Square roots and limits.

[steely]

Can't quite figure this out...

 

Why does sqrt[x(x+1)] tend to x+1/2 and not just x as x becomes very large?

[DJBruce]

Maybe I am misunderstanding you but I think you want to evaluate the limit:

 

[math]\lim_{x\to \infty} \sqrt{x^{2}+x}[/math]

 

You are wondering the why:

[math]\lim_{x\to \infty} \sqrt{x^{2}+x}= \infty + \frac{1}{2}[/math]

 

not: [math]\lim_{x\to \infty} \sqrt{x^{2}+x}= \infty [/math]

 

My questions for you are. What is [math]\frac{1}{2}[/math] bigger than infinity? Can you be bigger than infinity?

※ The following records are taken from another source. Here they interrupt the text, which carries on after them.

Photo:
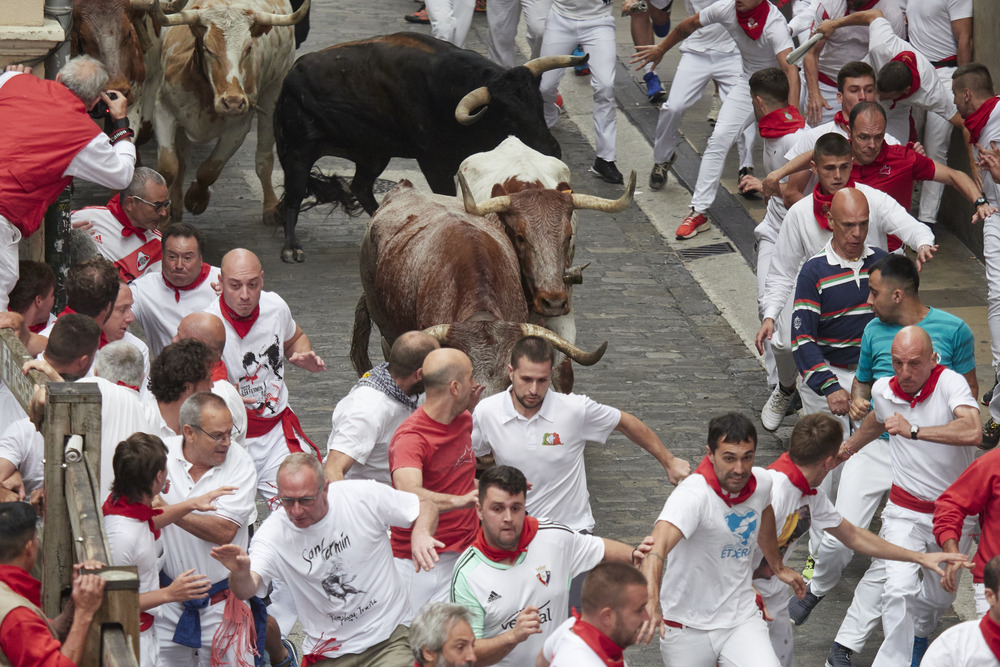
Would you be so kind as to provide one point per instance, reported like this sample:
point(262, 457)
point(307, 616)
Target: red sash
point(707, 470)
point(785, 466)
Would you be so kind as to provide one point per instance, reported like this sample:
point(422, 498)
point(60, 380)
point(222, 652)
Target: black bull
point(403, 95)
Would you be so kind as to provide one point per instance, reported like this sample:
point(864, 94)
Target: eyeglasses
point(157, 205)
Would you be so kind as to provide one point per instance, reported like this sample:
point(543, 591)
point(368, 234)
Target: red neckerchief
point(753, 21)
point(785, 466)
point(781, 122)
point(118, 506)
point(242, 325)
point(909, 59)
point(924, 392)
point(976, 121)
point(991, 633)
point(610, 653)
point(128, 229)
point(707, 470)
point(528, 532)
point(202, 275)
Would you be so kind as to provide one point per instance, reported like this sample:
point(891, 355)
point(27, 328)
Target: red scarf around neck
point(976, 121)
point(707, 470)
point(610, 653)
point(119, 506)
point(785, 466)
point(781, 122)
point(909, 59)
point(242, 325)
point(202, 275)
point(528, 532)
point(753, 21)
point(128, 229)
point(924, 392)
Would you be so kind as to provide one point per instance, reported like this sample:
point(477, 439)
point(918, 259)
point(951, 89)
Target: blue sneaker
point(654, 89)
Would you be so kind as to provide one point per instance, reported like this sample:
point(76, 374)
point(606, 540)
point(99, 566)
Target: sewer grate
point(709, 250)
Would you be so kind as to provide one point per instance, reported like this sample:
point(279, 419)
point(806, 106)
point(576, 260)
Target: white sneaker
point(774, 410)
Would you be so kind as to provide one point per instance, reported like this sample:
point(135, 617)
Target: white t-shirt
point(24, 446)
point(926, 469)
point(256, 364)
point(182, 550)
point(929, 26)
point(159, 309)
point(706, 582)
point(363, 424)
point(548, 449)
point(496, 593)
point(758, 53)
point(340, 570)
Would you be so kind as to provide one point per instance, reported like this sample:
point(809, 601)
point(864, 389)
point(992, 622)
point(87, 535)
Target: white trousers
point(424, 587)
point(746, 645)
point(693, 72)
point(597, 37)
point(450, 19)
point(503, 15)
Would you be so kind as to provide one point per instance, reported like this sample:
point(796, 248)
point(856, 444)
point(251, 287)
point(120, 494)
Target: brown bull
point(427, 264)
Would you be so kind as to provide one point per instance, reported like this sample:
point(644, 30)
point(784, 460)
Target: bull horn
point(545, 63)
point(493, 205)
point(590, 202)
point(564, 346)
point(267, 18)
point(480, 97)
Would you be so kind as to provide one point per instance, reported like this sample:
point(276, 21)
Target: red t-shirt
point(443, 453)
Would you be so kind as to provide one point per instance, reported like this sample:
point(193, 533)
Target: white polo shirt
point(706, 582)
point(340, 570)
point(496, 593)
point(548, 449)
point(926, 469)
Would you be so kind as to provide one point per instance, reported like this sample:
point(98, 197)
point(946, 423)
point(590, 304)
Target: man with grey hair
point(441, 636)
point(48, 139)
point(126, 229)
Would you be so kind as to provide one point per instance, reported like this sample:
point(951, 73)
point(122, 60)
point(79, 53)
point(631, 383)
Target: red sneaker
point(693, 225)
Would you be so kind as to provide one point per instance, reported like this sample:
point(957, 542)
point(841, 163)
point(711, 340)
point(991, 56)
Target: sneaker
point(654, 89)
point(660, 173)
point(839, 656)
point(607, 171)
point(799, 610)
point(692, 225)
point(773, 412)
point(991, 435)
point(713, 111)
point(919, 648)
point(419, 16)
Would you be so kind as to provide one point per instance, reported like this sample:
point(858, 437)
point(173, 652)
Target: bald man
point(431, 455)
point(933, 425)
point(260, 335)
point(210, 330)
point(365, 420)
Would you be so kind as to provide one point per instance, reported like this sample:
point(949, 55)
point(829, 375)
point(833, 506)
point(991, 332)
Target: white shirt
point(548, 449)
point(929, 25)
point(340, 570)
point(706, 582)
point(157, 309)
point(801, 237)
point(364, 422)
point(182, 550)
point(758, 53)
point(496, 593)
point(256, 364)
point(932, 95)
point(926, 469)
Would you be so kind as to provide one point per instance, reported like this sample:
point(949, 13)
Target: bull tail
point(359, 338)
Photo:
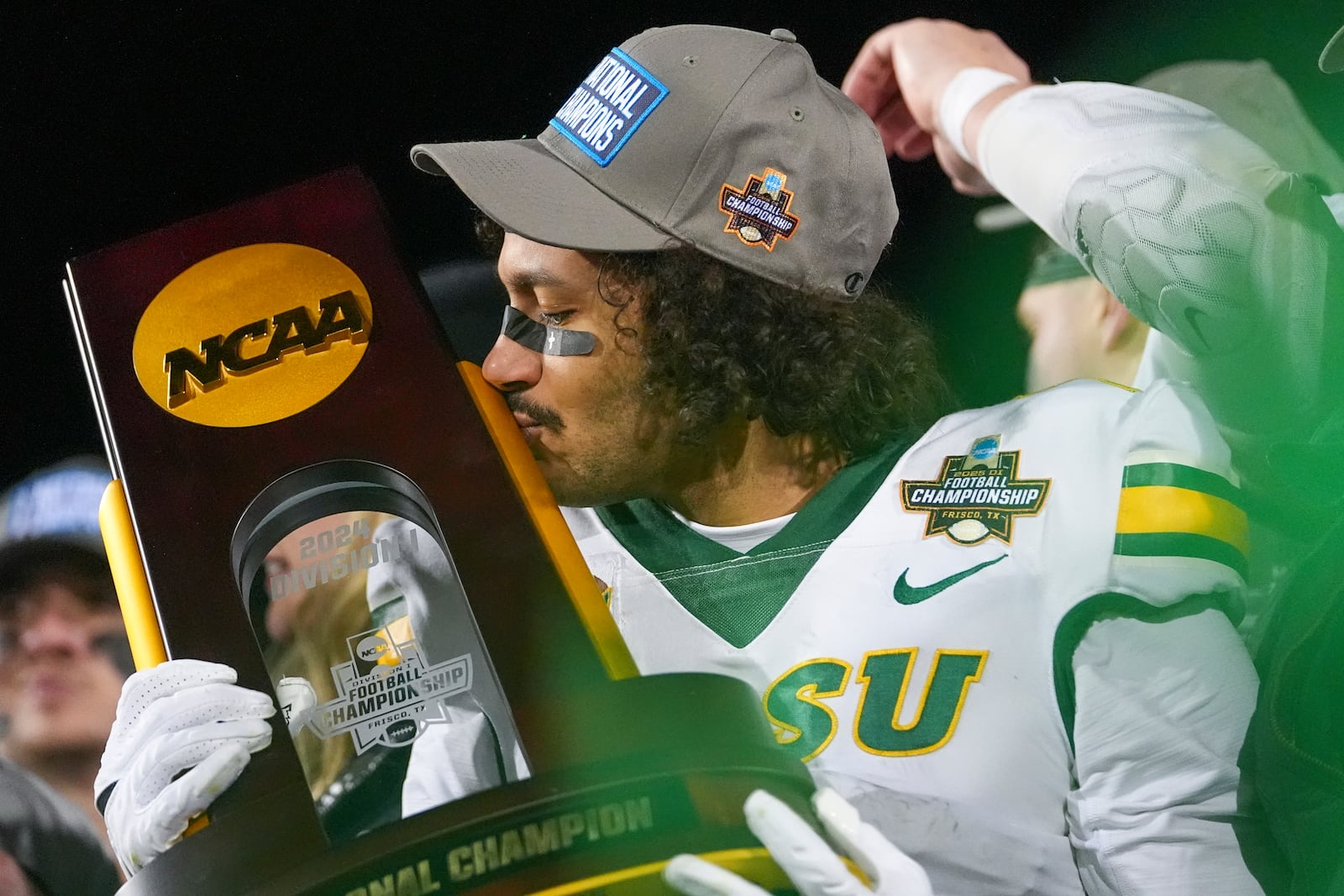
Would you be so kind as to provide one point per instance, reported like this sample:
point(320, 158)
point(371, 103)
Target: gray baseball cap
point(53, 512)
point(721, 139)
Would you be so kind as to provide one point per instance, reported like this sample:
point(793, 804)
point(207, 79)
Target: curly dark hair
point(851, 374)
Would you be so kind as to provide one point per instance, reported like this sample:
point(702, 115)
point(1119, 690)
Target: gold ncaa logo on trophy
point(253, 335)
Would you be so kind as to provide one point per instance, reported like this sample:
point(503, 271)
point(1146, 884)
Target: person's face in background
point(64, 658)
point(1079, 331)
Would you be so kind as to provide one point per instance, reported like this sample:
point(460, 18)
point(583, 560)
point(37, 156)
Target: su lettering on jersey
point(806, 725)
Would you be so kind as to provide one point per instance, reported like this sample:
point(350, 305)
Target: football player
point(1000, 636)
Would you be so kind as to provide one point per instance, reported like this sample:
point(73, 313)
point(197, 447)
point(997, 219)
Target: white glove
point(297, 701)
point(810, 862)
point(181, 715)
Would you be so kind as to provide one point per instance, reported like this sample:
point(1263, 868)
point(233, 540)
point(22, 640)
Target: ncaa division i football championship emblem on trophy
point(312, 490)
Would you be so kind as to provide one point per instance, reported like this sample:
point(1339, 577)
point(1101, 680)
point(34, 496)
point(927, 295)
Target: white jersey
point(911, 629)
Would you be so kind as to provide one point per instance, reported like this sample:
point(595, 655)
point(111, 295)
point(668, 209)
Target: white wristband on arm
point(963, 94)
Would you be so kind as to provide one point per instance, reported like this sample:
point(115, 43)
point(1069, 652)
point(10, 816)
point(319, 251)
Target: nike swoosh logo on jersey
point(911, 595)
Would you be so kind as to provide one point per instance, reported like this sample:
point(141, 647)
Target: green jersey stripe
point(1180, 544)
point(1182, 477)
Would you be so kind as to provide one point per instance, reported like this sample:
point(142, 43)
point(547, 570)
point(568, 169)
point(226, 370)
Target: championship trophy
point(311, 490)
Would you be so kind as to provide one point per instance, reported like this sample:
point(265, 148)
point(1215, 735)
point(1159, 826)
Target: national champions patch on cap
point(60, 503)
point(609, 107)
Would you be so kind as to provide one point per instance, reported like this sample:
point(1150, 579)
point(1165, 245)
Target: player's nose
point(510, 367)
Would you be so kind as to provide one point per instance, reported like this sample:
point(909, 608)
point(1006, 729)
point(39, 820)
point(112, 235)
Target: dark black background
point(120, 118)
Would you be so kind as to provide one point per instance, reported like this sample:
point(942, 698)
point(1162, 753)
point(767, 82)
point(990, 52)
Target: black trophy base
point(659, 766)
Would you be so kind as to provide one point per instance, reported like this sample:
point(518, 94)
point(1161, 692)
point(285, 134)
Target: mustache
point(543, 416)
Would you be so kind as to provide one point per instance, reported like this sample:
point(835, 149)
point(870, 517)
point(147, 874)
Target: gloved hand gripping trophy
point(183, 718)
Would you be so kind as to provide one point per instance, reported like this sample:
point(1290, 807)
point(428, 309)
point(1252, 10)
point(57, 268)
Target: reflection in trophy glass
point(380, 671)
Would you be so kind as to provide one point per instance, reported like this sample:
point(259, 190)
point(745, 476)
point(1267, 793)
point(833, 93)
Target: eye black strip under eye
point(548, 340)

Edited November 30, 2009 by Cap'n Refsmmat
fixed your LaTeX for you :-p

[ajb]

You could consider a Taylor expansion in the neighbourhood of infinity. In which case you would get [math] f(x) \approx x + \frac{1}{2}[/math].

 

The limit of this as [math]x \rightarrow \infty[/math] would then be [math]\infty[/math].

[D H]

Can't quite figure this out...

 

Why does sqrt[x(x+1)] tend to x+1/2 and not just x as x becomes very large?

 

[math]\sqrt{x(x+1)} = \sqrt{x^2+x} = \sqrt{x^2\left(1+\frac 1 x\right)}

= |x|\,\sqrt{1+\frac 1 x}[/math]

 

Assuming x is positive, this becomes

 

[math]\sqrt{x(x+1)} = x\sqrt{1+\frac 1 x}[/math]

 

This is still exact. For small numbers [math]|a| \ll 1,\, \sqrt{1+a} \approx 1+\frac 1 2 a[/math]. Using this to approximate the radical in the above for large x,

 

[math]\sqrt{1+\frac 1 x} \approx 1 + \frac 1 {2x},\,|x| \ggg 1 [/math]

 

Thus for large x,

 

[math]\sqrt{x(x+1)} = x\sqrt{1+\frac 1 x}

\approx x\left(1 + \frac 1 {2x}\right) =x + \frac 1 2[/math]

[timo]

Or you just claim that with saying [math] \sqrt{x(x+1)} = \sqrt{x^2+x} \approx \sqrt{x^2} = x[/math] you throw away a (large) term x under the root while with [math] \sqrt{x(x+1)} = \sqrt{x^2 + x} = \sqrt{ (x+1/2)^2 - 1/4} \approx \sqrt{ (x+1/2)^2} = x+1/2 [/math] you only throw away a small constant so the latter approximation is better.

[D H]

As a sanity check, some numbers:

 

[math]\aligned

x \quad & \,\,\sqrt{x^2+x} \\

\phantom{0000}1 \quad & \phantom{0000}1.4142 \\

\phantom{000}10 \quad & \phantom{000}10.4881 \\

\phantom{00}100 \quad & \phantom{00}100.4988 \\

\phantom{0}1000 \quad & \phantom{0}1000.4998 \\

10000 \quad & 10000.49999

\endaligned[/math]